Data Manager (DM) Utility
Data Manager (DM) is a utility for the users so they could prepare their data for the upload into TimelinePI application. The idea behind DM is that user could combine, transform, cleanse, and sanitize (de-sensitize) his data on his local machine/network before uploading the data to the cloud.
The utility is a local executable file so the user doesn’t need to be concerned about the security of the raw data and internet, etc. The data and the executable all remain on the local machine.
The utility is able to perform the following operations on data:
1) Access multiple data sources including CSV and XLSX files and relational databases.

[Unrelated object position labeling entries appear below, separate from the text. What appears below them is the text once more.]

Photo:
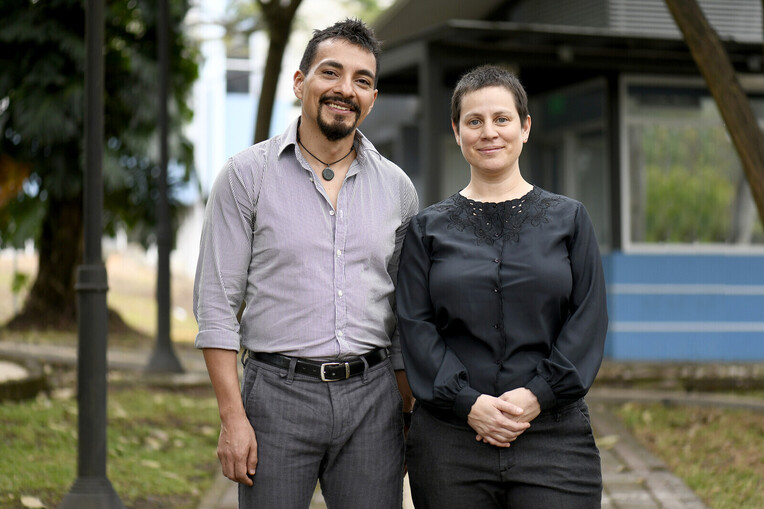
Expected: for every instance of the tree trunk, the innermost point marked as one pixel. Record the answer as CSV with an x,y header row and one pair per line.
x,y
51,302
279,20
715,66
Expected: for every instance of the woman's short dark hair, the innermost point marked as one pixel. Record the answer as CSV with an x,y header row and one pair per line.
x,y
351,30
488,76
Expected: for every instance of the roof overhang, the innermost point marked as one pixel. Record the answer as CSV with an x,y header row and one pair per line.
x,y
460,44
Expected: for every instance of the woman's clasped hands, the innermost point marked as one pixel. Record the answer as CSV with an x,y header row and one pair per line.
x,y
499,421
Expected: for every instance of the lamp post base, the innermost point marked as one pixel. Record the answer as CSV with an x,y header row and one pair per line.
x,y
91,493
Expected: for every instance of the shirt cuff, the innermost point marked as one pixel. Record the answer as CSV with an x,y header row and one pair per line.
x,y
543,392
223,339
464,401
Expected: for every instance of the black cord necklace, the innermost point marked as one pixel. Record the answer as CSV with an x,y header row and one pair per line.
x,y
328,173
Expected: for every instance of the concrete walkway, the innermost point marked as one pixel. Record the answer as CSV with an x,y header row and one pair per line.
x,y
633,477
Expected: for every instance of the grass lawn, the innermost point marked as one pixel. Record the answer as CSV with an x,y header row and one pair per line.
x,y
161,441
719,453
161,445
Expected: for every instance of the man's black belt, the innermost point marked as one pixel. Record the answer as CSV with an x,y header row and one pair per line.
x,y
325,371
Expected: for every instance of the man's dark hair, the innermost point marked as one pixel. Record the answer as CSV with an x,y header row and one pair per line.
x,y
351,30
488,76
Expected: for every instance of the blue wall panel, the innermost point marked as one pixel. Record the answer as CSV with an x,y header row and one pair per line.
x,y
685,307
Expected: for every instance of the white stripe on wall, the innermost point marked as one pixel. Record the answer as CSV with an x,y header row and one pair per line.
x,y
679,289
686,327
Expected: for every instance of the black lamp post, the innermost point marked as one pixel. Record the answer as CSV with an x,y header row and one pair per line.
x,y
92,489
163,358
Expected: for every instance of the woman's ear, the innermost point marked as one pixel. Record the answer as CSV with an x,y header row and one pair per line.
x,y
456,133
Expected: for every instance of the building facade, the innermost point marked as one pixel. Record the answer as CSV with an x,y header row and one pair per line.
x,y
623,121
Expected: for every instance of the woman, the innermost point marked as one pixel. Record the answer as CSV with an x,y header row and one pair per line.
x,y
502,316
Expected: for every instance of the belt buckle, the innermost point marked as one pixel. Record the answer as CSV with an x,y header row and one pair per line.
x,y
333,364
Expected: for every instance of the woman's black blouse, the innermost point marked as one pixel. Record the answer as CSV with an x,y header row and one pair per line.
x,y
496,296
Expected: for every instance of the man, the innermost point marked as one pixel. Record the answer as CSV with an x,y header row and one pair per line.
x,y
305,229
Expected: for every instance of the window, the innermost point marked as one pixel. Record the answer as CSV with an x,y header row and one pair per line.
x,y
686,184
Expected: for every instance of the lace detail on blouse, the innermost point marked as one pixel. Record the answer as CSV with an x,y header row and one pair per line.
x,y
491,222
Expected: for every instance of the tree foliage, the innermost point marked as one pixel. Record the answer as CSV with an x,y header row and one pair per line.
x,y
42,59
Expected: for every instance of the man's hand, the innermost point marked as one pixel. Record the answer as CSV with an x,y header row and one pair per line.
x,y
237,450
237,447
495,422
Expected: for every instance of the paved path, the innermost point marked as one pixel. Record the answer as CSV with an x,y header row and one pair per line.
x,y
633,477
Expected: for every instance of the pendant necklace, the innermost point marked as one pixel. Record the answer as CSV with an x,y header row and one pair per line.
x,y
328,173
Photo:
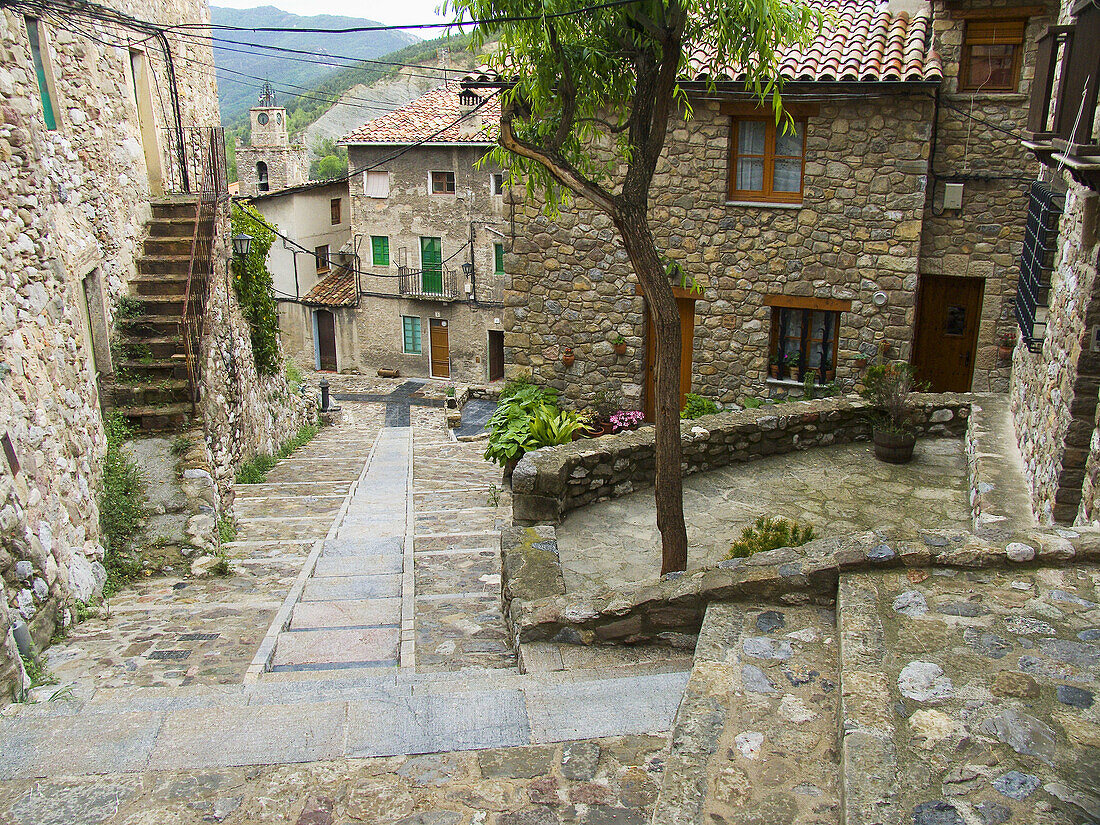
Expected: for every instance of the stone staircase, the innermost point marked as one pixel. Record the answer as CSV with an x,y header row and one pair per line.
x,y
151,387
932,697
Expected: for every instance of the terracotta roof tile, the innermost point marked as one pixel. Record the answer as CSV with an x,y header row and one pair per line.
x,y
429,113
334,289
859,41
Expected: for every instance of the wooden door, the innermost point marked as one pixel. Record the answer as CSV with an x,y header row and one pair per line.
x,y
439,347
431,265
947,319
495,354
686,307
326,340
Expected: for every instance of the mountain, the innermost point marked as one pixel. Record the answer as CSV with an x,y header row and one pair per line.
x,y
286,70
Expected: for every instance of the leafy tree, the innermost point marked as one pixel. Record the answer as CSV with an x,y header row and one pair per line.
x,y
252,281
586,114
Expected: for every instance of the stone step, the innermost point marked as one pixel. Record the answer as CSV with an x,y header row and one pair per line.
x,y
969,696
756,735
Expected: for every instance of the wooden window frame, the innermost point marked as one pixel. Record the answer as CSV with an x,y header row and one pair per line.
x,y
375,250
739,113
448,178
779,304
419,334
968,45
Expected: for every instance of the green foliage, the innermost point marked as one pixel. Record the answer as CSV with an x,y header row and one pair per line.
x,y
227,530
255,470
696,406
331,161
255,290
770,534
121,506
889,387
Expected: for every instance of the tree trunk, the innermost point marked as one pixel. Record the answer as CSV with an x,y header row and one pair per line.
x,y
634,227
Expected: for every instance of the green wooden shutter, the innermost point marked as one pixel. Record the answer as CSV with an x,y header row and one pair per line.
x,y
380,250
431,264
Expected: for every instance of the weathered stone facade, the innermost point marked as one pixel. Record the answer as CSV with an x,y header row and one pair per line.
x,y
469,222
75,201
871,220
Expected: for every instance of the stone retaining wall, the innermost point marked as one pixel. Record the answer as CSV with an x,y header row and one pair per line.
x,y
551,482
670,611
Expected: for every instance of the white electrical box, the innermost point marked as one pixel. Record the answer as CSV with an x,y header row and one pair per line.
x,y
953,196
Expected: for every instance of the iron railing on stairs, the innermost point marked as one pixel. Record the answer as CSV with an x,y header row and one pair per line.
x,y
205,177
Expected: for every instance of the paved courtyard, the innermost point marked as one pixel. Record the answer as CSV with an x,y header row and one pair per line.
x,y
838,490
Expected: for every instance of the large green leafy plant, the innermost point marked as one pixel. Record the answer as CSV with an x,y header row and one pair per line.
x,y
252,281
590,94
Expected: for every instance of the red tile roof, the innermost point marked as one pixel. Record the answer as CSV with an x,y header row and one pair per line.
x,y
334,289
860,40
431,119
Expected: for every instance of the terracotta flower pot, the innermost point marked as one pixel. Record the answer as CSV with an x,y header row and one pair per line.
x,y
892,447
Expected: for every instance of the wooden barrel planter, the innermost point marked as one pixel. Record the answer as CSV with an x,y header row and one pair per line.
x,y
893,448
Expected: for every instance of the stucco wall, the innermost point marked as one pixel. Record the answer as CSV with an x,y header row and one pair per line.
x,y
856,232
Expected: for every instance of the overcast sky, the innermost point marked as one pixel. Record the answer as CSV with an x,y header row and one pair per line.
x,y
384,11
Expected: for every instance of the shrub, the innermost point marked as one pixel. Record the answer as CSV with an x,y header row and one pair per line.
x,y
121,506
696,406
770,534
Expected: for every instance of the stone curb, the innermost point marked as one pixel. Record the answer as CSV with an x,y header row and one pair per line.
x,y
551,482
670,611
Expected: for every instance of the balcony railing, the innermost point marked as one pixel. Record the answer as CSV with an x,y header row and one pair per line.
x,y
1062,118
432,284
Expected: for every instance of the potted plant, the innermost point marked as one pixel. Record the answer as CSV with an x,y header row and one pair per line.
x,y
889,387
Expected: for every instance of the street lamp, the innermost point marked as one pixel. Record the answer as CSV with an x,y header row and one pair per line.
x,y
242,244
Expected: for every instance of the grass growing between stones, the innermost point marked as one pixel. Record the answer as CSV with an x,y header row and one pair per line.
x,y
255,471
770,534
121,507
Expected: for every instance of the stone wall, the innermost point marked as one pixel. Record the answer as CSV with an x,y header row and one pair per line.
x,y
977,144
410,212
857,232
551,482
1054,392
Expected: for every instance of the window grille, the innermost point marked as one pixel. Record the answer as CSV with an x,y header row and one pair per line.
x,y
1036,263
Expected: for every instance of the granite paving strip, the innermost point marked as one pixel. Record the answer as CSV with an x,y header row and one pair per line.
x,y
351,603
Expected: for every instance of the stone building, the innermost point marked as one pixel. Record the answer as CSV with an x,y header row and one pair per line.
x,y
1056,363
101,114
429,233
891,215
270,162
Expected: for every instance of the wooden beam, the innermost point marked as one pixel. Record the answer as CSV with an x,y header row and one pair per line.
x,y
798,301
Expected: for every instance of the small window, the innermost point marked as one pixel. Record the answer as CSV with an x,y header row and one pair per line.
x,y
36,39
442,183
410,330
376,184
991,52
803,340
767,160
380,250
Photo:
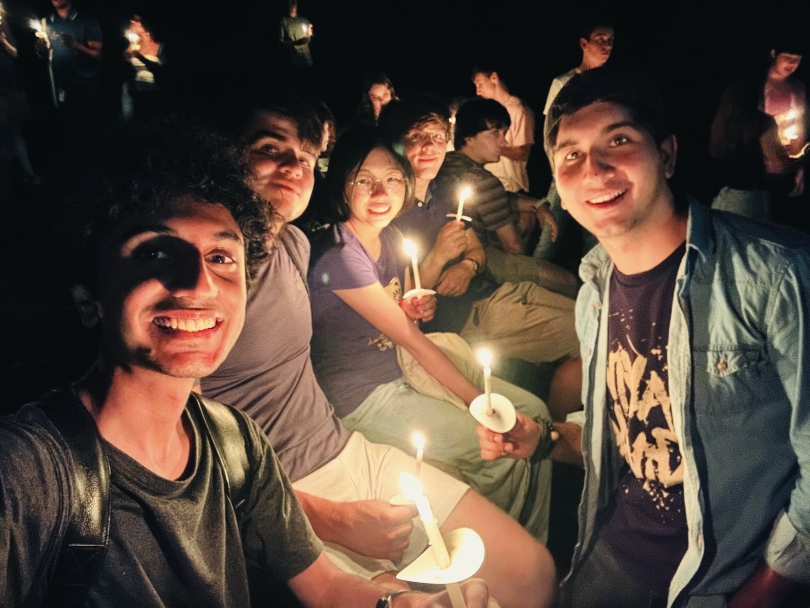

2) Merge (de-normalize) data from the same or multiple sources
3) Remove records with specific condition such as missing or out of range value
4) Create additional compound fields by concatenating several other fields
5) Perform the basic transformations within a field:
- Trim spaces
- Convert case
- Remove or replace specific substrings
6) Data sanitation:
- Perform one-way hash on a sensitive field
- Perform a name replacement for a fake name
- Replace a string with X first characters
- Encode the string with a password *
7) Save the result into CSV file for review and upload
So there are the following key types of operations:
A) Extract (load) dataset. It include connect to DBMS and perform a query or load a file.
B) Join several datasets into one via the key fields
C) Filter a dataset by a field value
D) Create compound field
E) Transform the field value
F) Generate CSV file
User could perform any sequence of these operations, for example:
a) Connect to DBMS1 and execute a query “SELECT…” to get dataset A.
b) Load file File.csv to get dataset B
c) Trim spaces from field A.f1.
d) Create new field A.f3 by concatenating A.f1 and “space” and A.f2.
e) Join dataset A to B via the key fields A.f3 and B.f1.
f) Hash field A.f4
g) Replace field B.f2 with three characters, like Elk***.
h) Produce CSV file with fields A.f1, A.f2, …, B.f1, B.f2…